June 7, 2018
Society still has a long way to go before we can crack open the champagne.
We’ve all seen his name plastered all over the media for the last few months. We may not like to say it, but we all know it.
His name is Harvey Weinstein.
Since The New York Times published a shocking story in October exposing numerous sexual assault allegations against Weinstein, more than 80 women have come forward with similar cases. Almost all of these women have been actresses who previously worked with Weinstein.
On May 25, 2018, Weinstein was charged and arrested for “rape, criminal sex act, sex abuse and sexual misconduct for alleged incidents involving two separate women, police said.’
Following Weinstein’s arrest, many were celebrating. I mean, an abusive rapist went to jail. Isn’t this the type of justice that the #MeToo movement has been seeking?
Well, the answer to that is complicated. Yes, we want to put away these abusers and have the law acknowledge the atrocities these men have committed. But, the overall goal of the #MeToo movement is to not only take down these men, but to change our society; a society where rape culture has become normalized. A society where women are encouraged not to speak up at the risk of ruining a powerful man’s career. So, don’t let Weinstein’s arrest fool you into thinking all of our problems are solved.
Yes, this may be a small piece of justice for some of the women who have accused him. It may be a symbol of the tides turning and society slowly moving towards the change we need.
But, for a man like Harvey Weinstein, this arrest doesn’t mean much.
Weinstein is a rich, powerful man. His reputation may be ruined. But his life isn’t.
He won’t sit behind bars, having to contemplate how he got there. His abusers won’t have the peace of knowing he is in jail.
One of his accusers, Annabella Sciorra, tweeted, “The law finally caught up with Harvey Weinstein on Friday and charged him with multiple counts of rape and sexual assault. But nothing about that felt celebratory to me.” She’s right.
In fact, Weinstein swiftly paid his $1 million dollar bail with a check. He even reportedly walked out of the police station with a smile on his face. The fact that Weinstein can walk away so easily, back to his privileged life, is indicative of a culture where men are allowed to walk away. Apparently, the justice system will bend to you if you have enough money.
Especially in Hollywood’s predatory rape culture, where men take advantage of their powerful positions, men will be able to walk away. The powerful men of Hollywood know that despite the horrible things they do to women, their lawyers and money will take care of it.
Apparently, you don’t even have to be a famous film producer to rape women and then get to walk away scot-free.
In 2016, Brock Turner was sentenced to six months in prison after sexually assaulting an unconscious woman outside of a Stanford fraternity house. He only served three of those months.

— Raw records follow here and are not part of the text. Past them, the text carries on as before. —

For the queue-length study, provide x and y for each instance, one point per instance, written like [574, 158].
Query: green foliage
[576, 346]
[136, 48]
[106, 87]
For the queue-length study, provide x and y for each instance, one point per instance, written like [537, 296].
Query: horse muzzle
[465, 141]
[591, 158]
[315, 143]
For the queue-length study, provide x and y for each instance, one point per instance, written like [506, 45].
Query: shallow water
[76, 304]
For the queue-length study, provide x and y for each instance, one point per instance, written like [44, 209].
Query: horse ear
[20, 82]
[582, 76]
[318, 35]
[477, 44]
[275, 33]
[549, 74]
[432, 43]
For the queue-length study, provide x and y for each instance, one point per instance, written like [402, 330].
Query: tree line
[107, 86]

The entire country was outraged at how easy Turner got off, after committing such a horrible crime. The judge claimed to believe Turner’s account of events, in which he was given consent, and also did not want to “impact” his successful swimming career.
Yeah, I know. All of this is beyond frustrating and it begs a thousand questions.
Why don’t people believe women, even when the truth is transparent? Why do these men get off so easily after ruining their victims’ lives?
That’s simply what it comes down to. Our legal system seems to be letting off all of these powerful men with only a slap on the wrist. It really makes me wonder if our society places more value in men’s reputations and careers, than in getting justice for the affected women.
There’s no simple answer to any of these questions. A big part of all of this obviously has to do with the prevalent rape culture in our world. Women have time and time again been reduced to the status of sexual objects.
We live in a culture where consent is not given enough importance. It seems almost as though some men are under the impression that they are entitled to women’s bodies.
If it did, wouldn’t these women be getting the justice they deserve? Wouldn’t men be forced to feel some remorse for their actions and not just be able to walk away?
Arresting the predators in our society is only the first step in a long line of change that needs to happen. For real change to occur, these men would have to actually rot in jail, not walk away with smirks painted on their faces. These men would have to truly be held accountable for their disgusting actions.
In order for real change to occur, we need to change the conversation. We need to teach the people in our society about consent, about valuing women and simply about how to treat another human being. We shouldn’t only deal with this issue after more people are victimized. We need to get ahead of this problem.
The real win for women will come on the day that justice is actually served. The real win is a legal system that value’s women’s lives and stories, more than a rich man’s money.
Women will win when they never have to go through this again.